Kaçanın anası ağlamazmış. Erkekliğin onda dokuzu da kaçmakmış. Büyüklerimiz öyle diyorlar. Bizimkiler de kimseden aşağı kalacak değiller ya; onlar da kaçmakta-kaçırmakta ustalar!

“Süleyman Şah Türbesi’ni kaçırdılar” örneğin! Suriye’deki kendi topraklarımızdan yine Suriye’nin sınırımıza yakın bir yerine. Üstelik terör örgütü denen PYD ile işbirliği yaparak. Ve yine üstelik hiçbir çatışma olmadığı halde bir şehit vermeyi başararak!..
Kiminin “vallahi de billahi de” diye yemin ettiği yere gitmediği anlaşılan, gönderdik denilenlerin “bize böyle bir şey gelmedi” dediği, nereye gittiği “sır gibi ortalıkta” olan onlarca TIR dolusu “silah ve cephane kaçırdılar!...” Açığa çıkaranlara “bunun hesabını sorarım” dediler ve sözünde de durup hapislerde süründürüyorlar. Anımsadınız umarım.

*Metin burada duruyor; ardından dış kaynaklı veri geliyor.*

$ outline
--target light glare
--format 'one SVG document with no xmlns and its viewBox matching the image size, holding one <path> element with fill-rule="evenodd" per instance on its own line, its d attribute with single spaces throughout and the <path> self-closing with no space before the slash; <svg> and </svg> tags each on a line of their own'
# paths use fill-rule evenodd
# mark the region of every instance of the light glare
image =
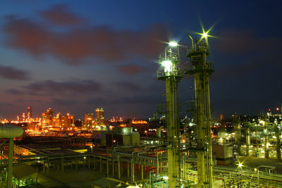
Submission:
<svg viewBox="0 0 282 188">
<path fill-rule="evenodd" d="M 161 65 L 164 67 L 164 72 L 169 72 L 172 69 L 171 61 L 166 60 L 161 62 Z"/>
<path fill-rule="evenodd" d="M 172 42 L 168 42 L 168 45 L 174 47 L 174 46 L 177 46 L 178 45 L 178 44 L 177 44 L 177 42 L 175 41 L 172 41 Z"/>
</svg>

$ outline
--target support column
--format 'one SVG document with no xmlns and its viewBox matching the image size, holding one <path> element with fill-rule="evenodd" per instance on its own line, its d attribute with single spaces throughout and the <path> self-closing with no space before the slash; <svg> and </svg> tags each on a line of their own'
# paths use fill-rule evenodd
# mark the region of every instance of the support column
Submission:
<svg viewBox="0 0 282 188">
<path fill-rule="evenodd" d="M 96 157 L 94 157 L 93 158 L 93 168 L 94 170 L 96 170 Z"/>
<path fill-rule="evenodd" d="M 109 177 L 109 159 L 106 159 L 106 177 Z"/>
<path fill-rule="evenodd" d="M 9 139 L 9 151 L 8 158 L 8 188 L 12 187 L 13 177 L 13 138 Z"/>
<path fill-rule="evenodd" d="M 102 157 L 100 156 L 100 172 L 102 173 Z"/>
<path fill-rule="evenodd" d="M 64 159 L 63 159 L 63 156 L 62 156 L 62 160 L 61 160 L 61 170 L 62 172 L 63 172 L 63 168 L 64 168 Z"/>
<path fill-rule="evenodd" d="M 133 160 L 131 159 L 131 182 L 134 182 L 134 163 Z"/>
<path fill-rule="evenodd" d="M 88 156 L 88 169 L 90 169 L 90 156 Z"/>
<path fill-rule="evenodd" d="M 128 164 L 128 177 L 129 177 L 129 163 Z"/>
</svg>

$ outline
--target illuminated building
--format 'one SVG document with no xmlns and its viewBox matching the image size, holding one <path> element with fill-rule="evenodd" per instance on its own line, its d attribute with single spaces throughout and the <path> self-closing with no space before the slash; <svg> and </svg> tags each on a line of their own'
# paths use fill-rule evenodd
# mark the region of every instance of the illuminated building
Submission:
<svg viewBox="0 0 282 188">
<path fill-rule="evenodd" d="M 50 126 L 53 125 L 53 110 L 51 108 L 49 108 L 48 110 L 42 113 L 42 123 L 41 125 L 42 125 L 43 126 Z"/>
<path fill-rule="evenodd" d="M 83 127 L 85 128 L 90 128 L 92 127 L 94 123 L 94 120 L 93 118 L 93 113 L 85 113 L 85 115 L 84 116 Z"/>
<path fill-rule="evenodd" d="M 56 117 L 53 117 L 53 125 L 55 127 L 60 128 L 65 127 L 65 118 L 61 113 L 58 113 Z"/>
<path fill-rule="evenodd" d="M 32 111 L 32 108 L 31 107 L 27 107 L 27 119 L 30 119 L 31 118 L 31 113 Z"/>
<path fill-rule="evenodd" d="M 113 116 L 113 118 L 111 118 L 111 120 L 109 120 L 111 123 L 117 123 L 117 122 L 123 122 L 123 117 L 120 117 L 118 118 L 118 116 Z"/>
<path fill-rule="evenodd" d="M 96 125 L 99 126 L 99 125 L 104 125 L 104 109 L 102 108 L 97 108 L 95 111 L 96 113 Z"/>
<path fill-rule="evenodd" d="M 75 124 L 75 115 L 68 113 L 65 116 L 65 125 L 64 127 L 69 128 Z"/>
</svg>

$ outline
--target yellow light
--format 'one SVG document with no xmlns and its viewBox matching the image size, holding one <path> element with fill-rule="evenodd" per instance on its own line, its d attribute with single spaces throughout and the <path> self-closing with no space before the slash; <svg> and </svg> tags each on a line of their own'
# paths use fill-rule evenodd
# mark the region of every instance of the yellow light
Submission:
<svg viewBox="0 0 282 188">
<path fill-rule="evenodd" d="M 161 65 L 164 67 L 164 72 L 170 72 L 172 69 L 172 62 L 171 61 L 164 61 L 161 63 Z"/>
<path fill-rule="evenodd" d="M 203 37 L 204 37 L 205 39 L 207 39 L 207 32 L 204 32 L 204 33 L 203 34 L 202 34 L 202 35 L 203 36 Z"/>
<path fill-rule="evenodd" d="M 178 44 L 177 44 L 177 42 L 175 41 L 172 41 L 172 42 L 168 42 L 168 45 L 171 46 L 175 47 L 175 46 L 177 46 L 178 45 Z"/>
<path fill-rule="evenodd" d="M 164 176 L 164 177 L 163 177 L 163 179 L 164 179 L 164 180 L 168 180 L 168 176 Z"/>
</svg>

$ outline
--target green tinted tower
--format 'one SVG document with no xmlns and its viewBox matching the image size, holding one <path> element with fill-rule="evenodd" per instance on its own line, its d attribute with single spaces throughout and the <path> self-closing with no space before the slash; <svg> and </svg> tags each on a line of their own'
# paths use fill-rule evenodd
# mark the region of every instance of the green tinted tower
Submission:
<svg viewBox="0 0 282 188">
<path fill-rule="evenodd" d="M 212 151 L 211 135 L 211 108 L 209 100 L 209 78 L 214 70 L 210 61 L 207 35 L 204 33 L 200 40 L 188 50 L 186 56 L 190 63 L 185 70 L 186 74 L 195 77 L 195 118 L 197 124 L 197 187 L 213 187 L 212 184 Z"/>
<path fill-rule="evenodd" d="M 159 70 L 157 74 L 158 80 L 166 82 L 168 187 L 176 187 L 176 180 L 180 176 L 178 84 L 183 75 L 176 67 L 179 62 L 178 44 L 176 42 L 169 43 L 164 54 L 159 56 L 163 69 Z"/>
</svg>

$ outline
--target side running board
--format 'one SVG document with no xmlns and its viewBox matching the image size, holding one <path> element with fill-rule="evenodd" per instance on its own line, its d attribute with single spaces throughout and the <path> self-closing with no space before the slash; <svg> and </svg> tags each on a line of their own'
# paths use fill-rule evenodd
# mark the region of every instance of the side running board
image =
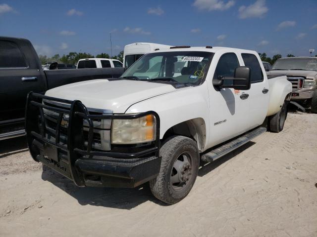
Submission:
<svg viewBox="0 0 317 237">
<path fill-rule="evenodd" d="M 25 135 L 25 130 L 24 129 L 13 131 L 13 132 L 6 132 L 5 133 L 1 133 L 0 134 L 0 141 L 1 140 L 13 138 L 13 137 L 24 136 Z"/>
<path fill-rule="evenodd" d="M 264 133 L 266 128 L 259 127 L 255 129 L 245 133 L 238 138 L 226 143 L 211 152 L 203 154 L 201 156 L 202 160 L 206 162 L 211 162 L 227 154 L 238 147 L 249 142 L 255 137 Z"/>
</svg>

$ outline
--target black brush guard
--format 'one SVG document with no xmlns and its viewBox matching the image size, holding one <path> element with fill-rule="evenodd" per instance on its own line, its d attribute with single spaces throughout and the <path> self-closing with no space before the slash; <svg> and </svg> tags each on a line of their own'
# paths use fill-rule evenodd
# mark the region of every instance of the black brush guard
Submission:
<svg viewBox="0 0 317 237">
<path fill-rule="evenodd" d="M 48 105 L 43 103 L 43 99 L 66 106 Z M 54 141 L 47 136 L 44 109 L 58 114 Z M 90 115 L 79 100 L 30 92 L 25 113 L 28 145 L 33 159 L 73 180 L 78 186 L 134 187 L 155 178 L 159 171 L 159 118 L 154 111 L 133 115 Z M 60 130 L 66 115 L 69 116 L 67 143 L 63 144 L 60 142 Z M 156 121 L 156 139 L 151 147 L 134 153 L 93 149 L 93 119 L 130 119 L 148 115 L 153 115 Z M 87 146 L 83 135 L 84 120 L 89 125 Z"/>
</svg>

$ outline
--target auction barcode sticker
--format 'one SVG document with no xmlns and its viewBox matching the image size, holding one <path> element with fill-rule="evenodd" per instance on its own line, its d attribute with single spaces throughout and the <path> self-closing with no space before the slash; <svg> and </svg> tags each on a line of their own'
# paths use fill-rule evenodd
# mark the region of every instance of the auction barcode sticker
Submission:
<svg viewBox="0 0 317 237">
<path fill-rule="evenodd" d="M 187 61 L 193 61 L 193 62 L 201 62 L 204 59 L 204 57 L 190 57 L 189 56 L 185 56 L 182 58 L 183 62 L 186 62 Z"/>
</svg>

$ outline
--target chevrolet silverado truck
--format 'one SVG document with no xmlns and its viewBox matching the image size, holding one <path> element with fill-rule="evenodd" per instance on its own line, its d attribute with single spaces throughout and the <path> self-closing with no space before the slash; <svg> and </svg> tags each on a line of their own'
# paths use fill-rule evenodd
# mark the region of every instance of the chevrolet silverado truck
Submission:
<svg viewBox="0 0 317 237">
<path fill-rule="evenodd" d="M 291 92 L 286 76 L 266 76 L 254 51 L 171 47 L 118 79 L 29 93 L 28 147 L 35 161 L 78 186 L 149 182 L 156 198 L 173 204 L 190 191 L 201 159 L 281 131 Z"/>
<path fill-rule="evenodd" d="M 122 68 L 44 71 L 29 40 L 0 37 L 0 140 L 25 134 L 29 92 L 41 92 L 82 80 L 117 78 L 123 73 Z"/>
<path fill-rule="evenodd" d="M 286 75 L 293 87 L 292 103 L 302 109 L 311 107 L 312 113 L 317 113 L 317 57 L 280 58 L 266 73 Z"/>
</svg>

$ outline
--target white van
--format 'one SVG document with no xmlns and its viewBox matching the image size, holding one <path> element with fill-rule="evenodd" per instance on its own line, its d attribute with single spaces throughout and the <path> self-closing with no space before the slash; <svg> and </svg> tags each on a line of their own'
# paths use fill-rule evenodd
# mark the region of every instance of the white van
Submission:
<svg viewBox="0 0 317 237">
<path fill-rule="evenodd" d="M 154 43 L 132 43 L 124 46 L 123 65 L 126 69 L 144 54 L 158 50 L 168 49 L 171 45 Z"/>
<path fill-rule="evenodd" d="M 120 61 L 109 58 L 84 58 L 79 59 L 77 63 L 77 69 L 121 67 L 122 63 Z"/>
</svg>

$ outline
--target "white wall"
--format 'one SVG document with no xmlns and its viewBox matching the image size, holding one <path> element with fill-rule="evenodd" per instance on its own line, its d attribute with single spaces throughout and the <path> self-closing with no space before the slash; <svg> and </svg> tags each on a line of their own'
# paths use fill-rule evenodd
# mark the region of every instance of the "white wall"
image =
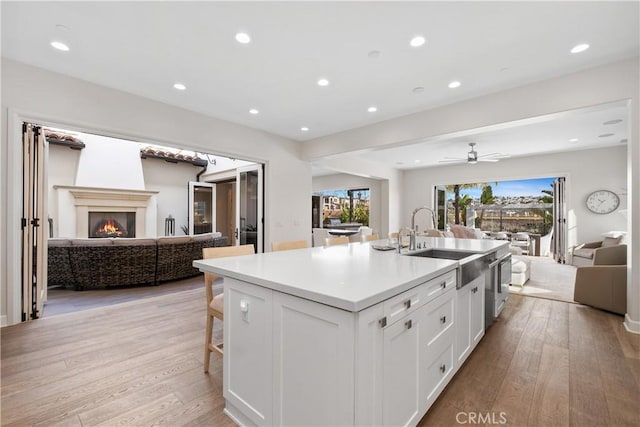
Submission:
<svg viewBox="0 0 640 427">
<path fill-rule="evenodd" d="M 0 314 L 7 314 L 9 323 L 19 318 L 13 311 L 19 298 L 19 264 L 7 247 L 20 246 L 21 181 L 16 168 L 21 142 L 14 120 L 22 117 L 57 128 L 265 162 L 265 247 L 272 240 L 309 238 L 311 166 L 300 159 L 296 142 L 3 58 L 0 170 L 6 173 L 2 180 L 7 188 L 2 191 L 0 225 Z"/>
<path fill-rule="evenodd" d="M 53 236 L 60 236 L 60 221 L 58 218 L 59 197 L 54 185 L 75 185 L 76 171 L 78 170 L 79 150 L 72 150 L 60 145 L 49 145 L 49 162 L 47 163 L 47 186 L 49 217 L 53 219 Z M 73 200 L 69 200 L 73 203 Z"/>
<path fill-rule="evenodd" d="M 402 171 L 381 163 L 363 159 L 354 161 L 350 157 L 332 157 L 315 159 L 322 168 L 334 170 L 336 173 L 360 176 L 380 182 L 380 234 L 397 231 L 403 223 L 400 217 L 402 208 Z"/>
<path fill-rule="evenodd" d="M 76 184 L 80 187 L 144 190 L 137 142 L 81 133 L 86 147 L 80 151 Z"/>
<path fill-rule="evenodd" d="M 340 173 L 313 177 L 311 188 L 314 193 L 329 190 L 369 188 L 371 191 L 369 198 L 369 227 L 373 228 L 373 232 L 378 233 L 381 237 L 389 233 L 386 224 L 383 227 L 380 221 L 380 212 L 382 210 L 380 180 Z M 309 203 L 311 203 L 311 195 L 309 195 Z"/>
<path fill-rule="evenodd" d="M 304 158 L 395 146 L 545 114 L 628 100 L 627 316 L 640 333 L 640 75 L 638 57 L 308 141 Z M 348 168 L 341 172 L 350 173 Z M 393 182 L 390 181 L 390 184 Z M 410 191 L 406 191 L 410 193 Z M 390 190 L 390 194 L 393 191 Z M 389 208 L 393 207 L 390 201 Z M 390 211 L 391 213 L 391 211 Z M 390 219 L 391 221 L 391 219 Z"/>
<path fill-rule="evenodd" d="M 626 231 L 627 147 L 574 151 L 501 160 L 499 163 L 460 164 L 405 172 L 403 215 L 416 206 L 433 206 L 433 187 L 442 184 L 496 182 L 513 179 L 565 176 L 568 244 L 602 240 L 602 233 Z M 620 196 L 620 208 L 608 215 L 590 212 L 585 201 L 589 193 L 608 189 Z"/>
<path fill-rule="evenodd" d="M 138 158 L 140 155 L 138 154 Z M 158 216 L 155 234 L 164 236 L 164 219 L 171 214 L 176 220 L 176 236 L 188 226 L 189 181 L 196 181 L 202 168 L 188 163 L 167 163 L 163 160 L 142 160 L 145 190 L 158 191 Z"/>
</svg>

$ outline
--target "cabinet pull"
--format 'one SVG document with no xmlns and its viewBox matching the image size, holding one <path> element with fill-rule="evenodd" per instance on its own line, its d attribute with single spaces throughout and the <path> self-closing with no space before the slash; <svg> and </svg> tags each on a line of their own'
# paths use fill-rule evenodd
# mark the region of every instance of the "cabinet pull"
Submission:
<svg viewBox="0 0 640 427">
<path fill-rule="evenodd" d="M 380 327 L 382 328 L 387 326 L 387 316 L 384 316 L 382 319 L 378 320 L 378 323 L 380 323 Z"/>
</svg>

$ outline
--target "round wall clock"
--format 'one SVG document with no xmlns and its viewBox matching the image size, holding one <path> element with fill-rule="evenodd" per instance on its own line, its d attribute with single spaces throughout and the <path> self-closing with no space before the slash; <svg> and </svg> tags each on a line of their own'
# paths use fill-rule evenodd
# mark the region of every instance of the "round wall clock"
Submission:
<svg viewBox="0 0 640 427">
<path fill-rule="evenodd" d="M 620 206 L 620 198 L 609 190 L 598 190 L 587 197 L 587 209 L 598 214 L 607 214 L 615 211 Z"/>
</svg>

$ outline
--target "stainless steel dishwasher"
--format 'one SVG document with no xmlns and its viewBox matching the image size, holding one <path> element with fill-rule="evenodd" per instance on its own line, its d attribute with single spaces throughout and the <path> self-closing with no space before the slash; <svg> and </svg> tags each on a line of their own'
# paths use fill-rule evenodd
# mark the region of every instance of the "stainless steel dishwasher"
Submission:
<svg viewBox="0 0 640 427">
<path fill-rule="evenodd" d="M 495 254 L 489 258 L 489 271 L 486 276 L 484 299 L 485 330 L 500 315 L 509 300 L 509 284 L 511 283 L 511 254 L 500 258 Z"/>
</svg>

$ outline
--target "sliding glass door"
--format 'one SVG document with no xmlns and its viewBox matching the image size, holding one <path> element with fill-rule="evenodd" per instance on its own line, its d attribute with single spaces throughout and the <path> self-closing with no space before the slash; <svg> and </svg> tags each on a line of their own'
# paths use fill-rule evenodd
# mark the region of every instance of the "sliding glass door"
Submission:
<svg viewBox="0 0 640 427">
<path fill-rule="evenodd" d="M 189 182 L 189 234 L 216 231 L 216 185 Z"/>
<path fill-rule="evenodd" d="M 47 298 L 47 141 L 44 129 L 22 129 L 22 321 L 42 315 Z"/>
<path fill-rule="evenodd" d="M 236 245 L 252 244 L 263 252 L 262 165 L 236 172 Z"/>
</svg>

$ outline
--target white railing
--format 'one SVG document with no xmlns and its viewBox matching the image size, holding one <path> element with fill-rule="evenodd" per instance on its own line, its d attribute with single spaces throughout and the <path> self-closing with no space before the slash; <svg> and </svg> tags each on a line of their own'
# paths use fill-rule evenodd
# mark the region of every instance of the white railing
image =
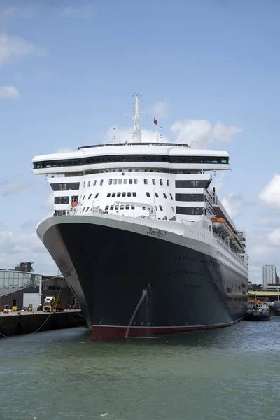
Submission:
<svg viewBox="0 0 280 420">
<path fill-rule="evenodd" d="M 215 232 L 213 232 L 213 234 L 216 238 L 216 239 L 218 240 L 218 242 L 220 245 L 222 245 L 224 248 L 225 248 L 227 251 L 230 251 L 230 253 L 234 257 L 237 257 L 237 258 L 239 258 L 240 260 L 240 261 L 241 261 L 243 263 L 244 262 L 243 258 L 239 254 L 233 251 L 232 249 L 230 248 L 230 246 L 229 245 L 227 245 L 227 244 L 226 242 L 225 242 L 223 239 L 221 239 L 220 237 L 218 235 L 217 235 L 217 234 L 216 234 Z"/>
</svg>

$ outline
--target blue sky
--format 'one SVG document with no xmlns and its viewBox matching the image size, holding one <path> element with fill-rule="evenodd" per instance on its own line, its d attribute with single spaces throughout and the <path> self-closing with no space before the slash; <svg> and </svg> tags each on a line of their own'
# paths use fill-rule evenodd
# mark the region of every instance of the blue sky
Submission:
<svg viewBox="0 0 280 420">
<path fill-rule="evenodd" d="M 186 142 L 187 120 L 195 135 L 211 125 L 203 143 L 227 150 L 232 169 L 219 195 L 261 281 L 280 246 L 279 13 L 274 0 L 2 1 L 0 267 L 31 259 L 54 272 L 34 233 L 50 191 L 32 158 L 130 127 L 136 92 L 170 141 L 178 121 Z M 210 141 L 218 122 L 241 132 Z M 154 130 L 149 115 L 141 125 Z"/>
</svg>

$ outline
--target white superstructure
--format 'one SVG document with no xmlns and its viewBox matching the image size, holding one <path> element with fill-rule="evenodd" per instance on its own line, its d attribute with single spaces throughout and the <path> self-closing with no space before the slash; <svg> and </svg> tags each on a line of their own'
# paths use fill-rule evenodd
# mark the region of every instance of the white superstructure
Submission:
<svg viewBox="0 0 280 420">
<path fill-rule="evenodd" d="M 277 272 L 274 264 L 265 264 L 262 267 L 262 283 L 265 290 L 271 288 L 268 285 L 273 286 L 279 284 Z"/>
<path fill-rule="evenodd" d="M 220 258 L 238 262 L 242 275 L 248 273 L 244 232 L 236 231 L 211 188 L 211 172 L 230 169 L 228 153 L 142 142 L 138 99 L 136 95 L 130 142 L 34 158 L 34 173 L 46 175 L 54 191 L 54 216 L 98 213 L 162 220 L 174 227 L 183 223 L 188 234 L 202 235 L 200 240 L 215 245 Z"/>
</svg>

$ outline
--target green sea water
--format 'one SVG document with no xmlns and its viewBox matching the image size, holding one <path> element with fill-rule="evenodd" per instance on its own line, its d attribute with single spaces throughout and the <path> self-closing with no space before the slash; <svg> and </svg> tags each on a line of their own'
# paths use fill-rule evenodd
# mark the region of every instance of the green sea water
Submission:
<svg viewBox="0 0 280 420">
<path fill-rule="evenodd" d="M 72 328 L 0 351 L 1 420 L 280 419 L 280 317 L 103 343 Z"/>
</svg>

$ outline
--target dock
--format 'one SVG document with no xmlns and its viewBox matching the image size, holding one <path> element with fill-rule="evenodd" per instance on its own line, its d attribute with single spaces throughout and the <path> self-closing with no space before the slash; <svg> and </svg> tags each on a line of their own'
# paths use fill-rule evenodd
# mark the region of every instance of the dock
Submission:
<svg viewBox="0 0 280 420">
<path fill-rule="evenodd" d="M 0 314 L 0 338 L 80 326 L 86 326 L 85 320 L 81 312 L 74 310 Z"/>
</svg>

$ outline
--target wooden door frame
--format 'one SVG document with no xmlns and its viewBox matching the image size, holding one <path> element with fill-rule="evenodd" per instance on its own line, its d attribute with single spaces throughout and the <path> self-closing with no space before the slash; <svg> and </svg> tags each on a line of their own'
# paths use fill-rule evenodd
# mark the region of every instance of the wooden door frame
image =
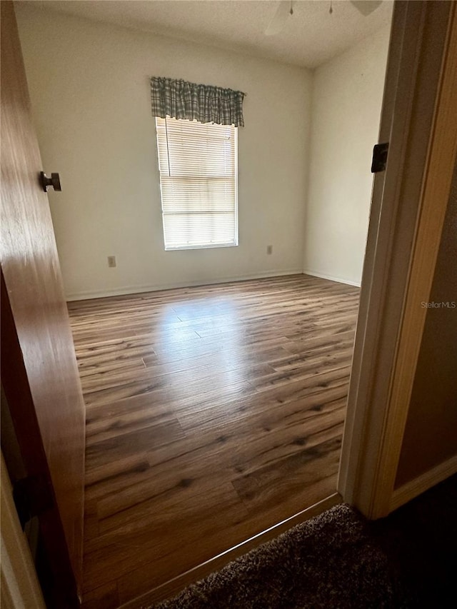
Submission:
<svg viewBox="0 0 457 609">
<path fill-rule="evenodd" d="M 1 456 L 1 563 L 0 604 L 4 609 L 45 609 L 31 555 L 21 528 L 3 453 Z"/>
<path fill-rule="evenodd" d="M 457 153 L 457 11 L 396 2 L 338 490 L 369 518 L 457 471 L 395 480 Z M 437 74 L 436 66 L 441 66 Z"/>
</svg>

Kaçırmakta sınır yok! Adı darbe listesinin en üstünde yazılı olanları “ellerinden kaçırdılar!” Sonra “akıllıları kaçtı, aptalları kaldı” dediler. Hele IŞİD’li teröristler için yolgeçen hanı olduk.

Ortadoğu’da “terazinin kefesini kaçırdılar!” İşleri birbiriyle sürekli dalaşmak olan, kimsenin kimseye sırtını dönmediği bu bataklıkta Suriye’ye bulaştılar. Kardeş Esad’ı düşman Esad yaptılar. İlle de “Şam’da Cuma namazı kılacağız” dediler; “namazı kaçırdılar!”

En önemlisi; vatanın bir çakıl taşı için savaş çıkacağını unutup 18 adamızın Yunanlıların işgalini “kamuoyundan kaçırdılar!” Yunan buralarda asker çıkarıp, silahlandırıp, bayrak diktiğinde; en acısı Yunanistan bakanı “sıkıysa gelip geri al” diyebildiğinde kulaklarını kapatıp, ıslık çalarken halktan “gözlerini kaçırdılar!...”
Yani kaçıran kaçırana!... İş burada da bitmedi elbette. En kutsal kurumumuz olan TBMM’nde de kaçırmalar devam edecekti. Önce muhalefetin “konuşma hakkını kaçırdılar.” Zaten adı muhalefetti işte!... “Çoğulculuk” sistemini yazan yanlış yazmıştı; aslı “Parmağın Kadar Konuş= Çoğunluk” sistemiydi. Bu nedenle ayak bağı olan muhalefeti şimdilik tam susturmak olanaksız olduğundan konuşma sürelerinden çalıp birkaç dakikaya kadar indirdiler. Eh; bu demokraside çok bile!
Peşinden ayak bağı olan muhalefetle hiç uğraşmamak için Parmağın Kadar Konuş sistemine dayanarak Torba Yasa yöntemiyle meclisten “yasama yetkisini kaçırdılar!” Şimdi oh, ne kolay; ilgili-ilgisiz aklına geleni tık torbaya, sonra toptan parmaklara sun, olsun bitsin!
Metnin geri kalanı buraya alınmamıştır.